揚羽蝶のボスである金 総林【キムソウレイ】は、ここに仮のアジトを構えており、明明【ミンメイ】に加え、新たに幹部として任命された朱雀【スザク】と共に、今後の動向について話し合っていた。

「ボス。しかし群馬の連中はあっという間でしたよね。周明が日本の極道と組むとは思ってもみませんでしたし、ちょっと厄介な事になりました」

明明の言葉を受けて、総林は得意気に胸を張って答えた。

「慌てるな、こんなのは予想の範疇だ。だいたい関東北辰会だけでも三千からの極道が居るんだよ? 確かにあんな反撃を受けたのは手痛い限りだが、我が揚羽蝶は本国にまだ沢山の駒を残している」

「でも、我々の得意とする『隠密行動』は、全て周明によって暴かれてしまったんですよ? 今のままではいくら兵隊をつぎ込んでも……」

椅子に座ったまま背中を丸め、弱気な発言をする明明に歩み寄った総林は、彼を宥めるように優しい口調で囁いた。
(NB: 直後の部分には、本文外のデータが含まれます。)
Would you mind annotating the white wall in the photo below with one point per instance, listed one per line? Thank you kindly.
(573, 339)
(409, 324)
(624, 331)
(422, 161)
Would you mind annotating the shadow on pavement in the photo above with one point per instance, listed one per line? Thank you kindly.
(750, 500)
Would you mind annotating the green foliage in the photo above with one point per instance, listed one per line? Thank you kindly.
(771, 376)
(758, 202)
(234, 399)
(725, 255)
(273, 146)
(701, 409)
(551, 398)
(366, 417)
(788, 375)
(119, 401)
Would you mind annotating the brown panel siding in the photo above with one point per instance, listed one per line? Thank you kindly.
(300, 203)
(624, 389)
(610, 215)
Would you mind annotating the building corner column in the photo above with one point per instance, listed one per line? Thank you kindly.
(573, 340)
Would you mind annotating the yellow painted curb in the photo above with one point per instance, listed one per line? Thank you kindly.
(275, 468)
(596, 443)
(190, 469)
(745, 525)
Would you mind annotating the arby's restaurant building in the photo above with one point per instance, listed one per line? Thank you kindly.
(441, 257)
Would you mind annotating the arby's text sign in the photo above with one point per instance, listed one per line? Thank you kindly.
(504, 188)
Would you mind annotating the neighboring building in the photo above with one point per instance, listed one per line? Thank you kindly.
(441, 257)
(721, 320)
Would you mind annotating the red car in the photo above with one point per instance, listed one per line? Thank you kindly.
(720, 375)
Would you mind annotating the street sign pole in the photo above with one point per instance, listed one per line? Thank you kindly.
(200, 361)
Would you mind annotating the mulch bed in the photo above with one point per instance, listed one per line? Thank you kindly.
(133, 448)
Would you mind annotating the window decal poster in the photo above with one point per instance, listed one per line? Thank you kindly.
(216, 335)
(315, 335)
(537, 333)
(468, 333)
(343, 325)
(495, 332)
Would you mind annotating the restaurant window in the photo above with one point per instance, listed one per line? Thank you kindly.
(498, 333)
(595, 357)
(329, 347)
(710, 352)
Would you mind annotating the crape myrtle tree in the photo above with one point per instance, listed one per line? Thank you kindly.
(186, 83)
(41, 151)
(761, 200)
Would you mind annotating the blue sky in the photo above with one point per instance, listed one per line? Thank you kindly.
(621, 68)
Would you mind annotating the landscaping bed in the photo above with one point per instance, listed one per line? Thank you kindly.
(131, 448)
「僕にはアイデアが有ると言っただろ? 案ずるな、勝負はこれからだ。先ずは本国から二百名ばかりを選りすぐって呼び寄せてくれないか?」

「ハッ。ボスの仰せのままに」

これまでの様子を見ていた明明は、やはり素人には荷が重過ぎたのではないかと総林を疑い始めていた。

しかし、彼の言うアイデアはまだ実践されていなかったのだ。この時明明は『毒喰らわば皿まで』と、総林の手腕がもたらす組織のいく末を、同じ船に乗って見届ける決心をした。

≪そうとも、それが喩え泥の船だったとしてもだ≫

「明明、増援部隊が到着したら忙しくなるよ? 覚悟しといた方がいい」

「承知致しました」

深く頭を下げた明明の心は、憑き物が落ちたかのように晴れていた。もう何も考えまい。格闘家として、その熱い命を燃やし尽くせる、人生のベストバウトが出来ればいい。彼は周明との闘いに思いを馳せていた。

「じゃあ朱雀もいいね、また始めるよ」

「ボスのお心のままに」

総林の命令により、再び揚羽蝶は動き出した。